Re: [GSoC] Status Reoprt: Java Project Dependency Builder
On 10/06/14 19:20, Andrew Schurman wrote:
> On Monday, June 9, 2014, Daniel Pocock <email@example.com
> <mailto:firstname.lastname@example.org>> wrote:
>> On 09/06/14 11:16, Andrew Schurman wrote:
>>> On Sat, Jun 7, 2014 at 1:08 AM, Daniel Pocock <email@example.com
> <mailto:firstname.lastname@example.org>> wrote:
>>>> On 07/06/14 09:33, Andrew Schurman wrote:
>>>> For some projects you will need to patch their pom file or build.xml or
>>>> whatever and it would be ideal if you forked their Git repository and
>>>> created your changes on a branch.
>>>> If the project is in an SVN repo, you will probably need my sync2git
>>>> Please have a look at the issues in github too, #2 is quite easy:
>>> Instead of cloning the entire history, what if we just take a snapshot
>>> of the files at that particular version? It will save us from
>>> translating between VCSs. We could do something different for git, but
>>> I think doing the same thing for everything would make things easier.

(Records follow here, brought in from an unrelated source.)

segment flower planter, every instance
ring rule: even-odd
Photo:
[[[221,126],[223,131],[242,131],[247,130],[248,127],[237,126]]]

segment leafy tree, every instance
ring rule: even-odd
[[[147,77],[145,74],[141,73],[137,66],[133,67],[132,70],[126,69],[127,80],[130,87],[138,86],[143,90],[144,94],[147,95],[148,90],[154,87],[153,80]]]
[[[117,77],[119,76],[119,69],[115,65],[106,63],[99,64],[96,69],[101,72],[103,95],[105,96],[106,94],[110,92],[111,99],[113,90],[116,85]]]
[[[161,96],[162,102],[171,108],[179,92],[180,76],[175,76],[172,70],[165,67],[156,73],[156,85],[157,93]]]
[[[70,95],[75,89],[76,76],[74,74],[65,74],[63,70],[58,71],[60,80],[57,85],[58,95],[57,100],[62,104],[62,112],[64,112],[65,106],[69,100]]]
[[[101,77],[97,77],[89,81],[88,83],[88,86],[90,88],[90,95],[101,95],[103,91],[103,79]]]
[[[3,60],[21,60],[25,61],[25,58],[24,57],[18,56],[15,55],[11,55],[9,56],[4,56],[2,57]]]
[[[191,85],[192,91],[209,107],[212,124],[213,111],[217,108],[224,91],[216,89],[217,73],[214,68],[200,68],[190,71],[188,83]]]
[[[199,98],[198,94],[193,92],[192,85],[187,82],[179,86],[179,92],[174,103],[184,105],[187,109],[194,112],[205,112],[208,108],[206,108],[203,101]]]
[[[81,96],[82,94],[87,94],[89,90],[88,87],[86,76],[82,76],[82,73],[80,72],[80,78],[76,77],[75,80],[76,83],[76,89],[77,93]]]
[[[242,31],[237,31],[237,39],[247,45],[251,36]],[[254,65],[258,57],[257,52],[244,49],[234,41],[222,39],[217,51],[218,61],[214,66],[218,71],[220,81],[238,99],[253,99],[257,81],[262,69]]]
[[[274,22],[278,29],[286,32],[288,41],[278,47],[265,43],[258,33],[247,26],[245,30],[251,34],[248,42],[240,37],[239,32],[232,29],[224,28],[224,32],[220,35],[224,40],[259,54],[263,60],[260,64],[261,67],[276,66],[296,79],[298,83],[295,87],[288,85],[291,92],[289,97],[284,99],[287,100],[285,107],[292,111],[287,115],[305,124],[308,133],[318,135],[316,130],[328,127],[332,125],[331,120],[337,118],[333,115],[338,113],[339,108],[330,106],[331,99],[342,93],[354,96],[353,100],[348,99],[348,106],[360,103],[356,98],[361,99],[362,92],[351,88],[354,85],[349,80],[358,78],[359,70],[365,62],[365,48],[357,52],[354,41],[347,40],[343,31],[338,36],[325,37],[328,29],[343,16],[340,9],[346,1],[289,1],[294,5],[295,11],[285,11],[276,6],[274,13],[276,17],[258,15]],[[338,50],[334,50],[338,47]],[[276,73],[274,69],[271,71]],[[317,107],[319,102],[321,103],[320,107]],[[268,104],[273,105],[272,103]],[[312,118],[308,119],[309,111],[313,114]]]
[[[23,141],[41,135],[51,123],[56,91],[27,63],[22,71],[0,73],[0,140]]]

>> I've been using this approach for some very big projects like
>> reSIProcate and sipXtapi for a while now - the sync2git script runs
>> automatically from cron. For over 90% of SVN projects that use the
>> standard layout (trunk/branches/tags) this approach is likely to just
>> work. The only manual work is tweaking authors.txt (e.g. inserting the
>> names), some people don't bother with that but I personally feel it is
>> good to properly attribute Git commits to their authors so they will
>> show up in Github reports, etc.
>> Doing VCS conversion does add some latency to the whole build process.
>> However, it means you can benefit from using VCS like tools to inspect
>> the changes. For projects that are not in the 90%, e.g. those where
>> some manual effort is needed to get them to build, the VCS will provide
>> a consistent way for people to make the manual changes before the
>> automated build resumes again, e.g:
>> - build fails because foo.jar is missing
>> - foo SVN is found from foo.pom or some other clue
>> - foo-svn-mirror is created in Github using sync2git and a call to the
>> Github API
>> - using the Github API, a fork is created in Github, from foo-svn-mirror
>> -> foo-dfsg
>> - automated changes are made on a dfsg branch in foo-dfsg (e.g. removing
>> copies of junit.jar or other binary or non-free artifacts in the
>> - now for the manual step - the developer can manually tweak the
>> build.xml or commit a build.properties or whatever is needed. These
>> changes are also committed on the dfsg branch in the foo-dfsg fork
>> - finally, the developer sends some signal to kick off the automated
>> build again (e.g. with a command line or web-based UI)
> I'm still thinking that tracking only the changes made between the
> released versions is the better way to go. It still supports the
> workflow you describe above plus ignores changes such as a file was
> added then removed between a release. Yes, you will loose that context
> of why some changes are made though.
> In the case of reSIProcate and sipXtapi, you would maybe spend 10min
> cloning the repo, but if you had something like the apache svn repo, it
> could take hours, albeit a rare case.
Actually, reSIProcate has over 10,000 commits - it takes the better part
of a day for git-svn to run the first time
> Plus if you start dealing with tracking multiple versions, you need to
> handle the case when a repo has been relocated. You might be able to
> work something out when working with two svn repos, but going from svn
> to something like git would be trouble.
> I think I could spend a lot of time here with the corner cases and think
> it would be best finish the rest of the system first with the approach
> I've described. If this is something we really want, we could always
> tackle it as a wislist item near the end of the project.
Definitely don't try to handle every corner case just now
If you can deal with some repositories effectively (e.g. if you can see
they have less than 1,000 commits and they follow the standard layout)
then that would be nice - but I'm not going to insist on this approach
If you just want to take snapshots of the releases and commit them into
a git repository, the Debian tool git-buildpackage (see the
git-import-orig script) may be worth having a look at - although it
assumes that the code on the "upstream" branch is already dfsg (free of
binary artifacts) before you import it.